Ao longo do desenvolvimento do aplicativo, foi incluída uma pergunta referente ao gasto financeiro do paciente por maço de cigarro convencional, eletrônico ou outro usado. Desse modo, é possível calcular o gasto mensal ou a economia, a partir do uso ou não de cigarros, sendo possível o paciente monitorar o seu progresso.
Após implementadas as novas telas, um teste de usabilidade foi feito pelas equipes de saúde e tecnologia desenvolvedoras do TabCess para verificação da qualidade do acesso, manuseio e funcionamento. Diante dos resultados positivos, a nova ferramenta foi aprovada para o teste de validação com especialistas, etapa não contemplada no presente artigo, mas de extrema relevância diante das dificuldades de avaliar o impacto dos aplicativos de cessação de tabagismo na população, pela falta de dados sobre a sua eficácia (Bricker et al., 2014).
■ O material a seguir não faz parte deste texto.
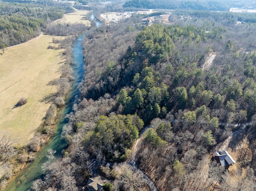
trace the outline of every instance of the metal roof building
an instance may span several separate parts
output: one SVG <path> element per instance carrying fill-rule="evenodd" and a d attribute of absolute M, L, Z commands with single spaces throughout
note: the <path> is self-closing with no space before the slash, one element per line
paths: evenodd
<path fill-rule="evenodd" d="M 235 160 L 226 151 L 220 151 L 214 152 L 213 156 L 218 163 L 220 163 L 222 166 L 227 167 L 236 163 Z"/>

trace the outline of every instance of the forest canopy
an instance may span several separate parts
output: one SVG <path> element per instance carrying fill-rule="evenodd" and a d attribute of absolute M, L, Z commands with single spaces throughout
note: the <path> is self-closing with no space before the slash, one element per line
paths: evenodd
<path fill-rule="evenodd" d="M 210 11 L 228 11 L 232 7 L 253 6 L 252 1 L 129 0 L 124 7 L 133 7 L 154 9 L 188 9 Z"/>

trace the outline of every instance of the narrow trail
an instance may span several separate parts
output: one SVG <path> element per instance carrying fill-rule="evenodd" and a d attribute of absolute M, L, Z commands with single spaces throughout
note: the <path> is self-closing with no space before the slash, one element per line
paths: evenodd
<path fill-rule="evenodd" d="M 136 160 L 136 155 L 137 154 L 138 149 L 141 144 L 141 141 L 142 140 L 141 138 L 142 136 L 146 130 L 150 127 L 150 126 L 151 126 L 150 125 L 146 126 L 141 132 L 140 134 L 139 138 L 136 141 L 136 143 L 134 146 L 134 148 L 132 155 L 132 157 L 130 158 L 130 160 L 125 163 L 124 165 L 132 166 L 135 167 L 137 170 L 140 171 L 143 175 L 143 177 L 146 180 L 147 184 L 148 185 L 151 191 L 158 191 L 158 189 L 157 187 L 157 186 L 156 183 L 153 181 L 153 180 L 152 180 L 152 179 L 151 179 L 148 176 L 140 169 L 139 166 L 138 165 L 138 164 L 137 164 Z M 110 166 L 112 166 L 114 164 L 112 163 L 107 163 L 104 161 L 99 161 L 95 159 L 93 159 L 91 161 L 88 162 L 87 167 L 89 170 L 89 173 L 90 175 L 93 177 L 100 176 L 102 178 L 104 179 L 104 177 L 101 177 L 98 174 L 97 171 L 97 168 L 99 164 L 102 164 L 103 163 L 109 163 L 110 164 Z"/>
<path fill-rule="evenodd" d="M 250 122 L 248 123 L 243 123 L 240 124 L 240 128 L 237 131 L 234 132 L 231 134 L 225 141 L 224 141 L 221 144 L 220 144 L 218 147 L 216 147 L 218 150 L 226 150 L 228 148 L 228 145 L 230 141 L 236 138 L 236 137 L 241 133 L 243 132 L 245 130 L 246 127 L 248 125 L 252 125 L 254 124 L 255 122 Z M 224 125 L 224 124 L 220 124 L 220 125 Z M 226 124 L 226 125 L 228 125 L 233 127 L 238 127 L 238 124 Z"/>
<path fill-rule="evenodd" d="M 175 120 L 174 120 L 172 122 L 173 122 L 174 121 L 175 121 Z M 218 148 L 218 149 L 223 150 L 226 150 L 227 149 L 227 147 L 228 146 L 228 144 L 232 139 L 234 138 L 238 135 L 239 134 L 242 132 L 243 132 L 248 125 L 252 125 L 255 122 L 250 122 L 240 124 L 240 128 L 239 128 L 239 129 L 233 132 L 231 135 L 230 135 L 228 137 L 228 138 L 226 139 L 222 144 L 219 145 L 219 146 Z M 238 126 L 238 124 L 220 123 L 219 124 L 219 125 L 229 125 L 233 127 L 237 127 Z M 132 153 L 132 155 L 131 158 L 125 163 L 127 164 L 127 165 L 129 165 L 131 166 L 135 167 L 137 170 L 140 171 L 143 175 L 143 177 L 146 180 L 147 183 L 149 186 L 152 191 L 158 191 L 159 189 L 157 187 L 157 186 L 156 185 L 156 183 L 148 176 L 146 175 L 140 169 L 138 165 L 138 164 L 136 162 L 136 156 L 137 155 L 138 148 L 139 148 L 142 143 L 142 137 L 145 132 L 151 126 L 150 125 L 146 126 L 141 132 L 140 134 L 139 138 L 137 140 L 136 143 L 135 143 L 133 152 Z M 95 159 L 93 159 L 91 162 L 88 163 L 88 167 L 89 169 L 90 175 L 92 176 L 100 176 L 97 171 L 97 167 L 99 164 L 102 164 L 103 163 L 107 163 L 103 161 L 98 161 Z M 113 165 L 113 163 L 110 164 L 111 165 Z M 104 178 L 103 177 L 101 177 L 104 179 Z"/>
Uma revisão sistemática, que estudou aplicativos de cessação de tabagismo respaldados pela ciência baseada em evidências, relatou que, dentre 158 artigos analisados, apenas seis (6) preenchiam esses critérios e, destes, 57% eram apoiados em evidências de baixa qualidade. Outro ponto importante destacado na referida revisão foi que apenas três (3) aplicativos ainda se encontram disponíveis para os consumidores nas lojas de aplicativos de celular (Haskins et al., 2017).
Outra pesquisa analisou a intervenção móvel em saúde em países em desenvolvimento, com a busca de estudos realizada de 2013 a 2018. Foram identificados 31 estudos que evidenciam a falta de familiaridade dos pesquisadores com a lista de verificação de Relatório e Avaliação de Evidências de Saúde Móvel, além das intervenções não estarem aptas para serem integradas aos sistemas de informação de saúde existentes (Hoque et al., 2020).
A literatura mostra que as intervenções para cessação do tabagismo mediadas por tecnologias mHealth proporcionam vários benefícios aos pacientes, tais como: facilidade de uso em qualquer lugar e a qualquer hora; fornecimento de conteúdo que auxilia nos momentos de fissura; capacidade de enviar mensagens de incentivo a cessação do tabagismo e adaptação das mesmas de acordo com o público (faixa etária, sexo); dentre outras (Whittaker, 2019). No entanto, são necessários estudos para avaliação dos processos de concepção e desenvolvimento, além da verificação da eficácia desses aplicativos, antes e após a disponibilização ao público-alvo.
4.Considerações finais
Verifica-se que o aplicativo TabCess é composto de ferramentas capazes de dar suporte aos tabagistas que buscam a cessação do hábito e aos profissionais que os acompanham, uma vez que a multiplicidade de recursos iconográficos, escritos, multimídia e digitais propiciam um maior estímulo e ampliam as possibilidades de (auto)gerenciamento desse processo. Observa-se que esta pesquisa também contribui para o fortalecimento das políticas e estratégias antitabagismo, pois o aplicativo amplia o acesso a informações sobre o problema e esse tipo de intervenção.
A partir do pleno desenvolvimento do aplicativo e do teste de usabilidade realizado pela equipe multidisciplinar, neste estudo, o aplicativo encontra-se apto para ser submetido aos testes de validação por especialistas e pacientes. Isto constitui uma etapa posterior e será descrito em outro artigo.
Destaca-se que, somente havendo uma nota aceitável nesses testes, o aplicativo estará pronto para disponibilização ao público-alvo, etapa final do MIDTS.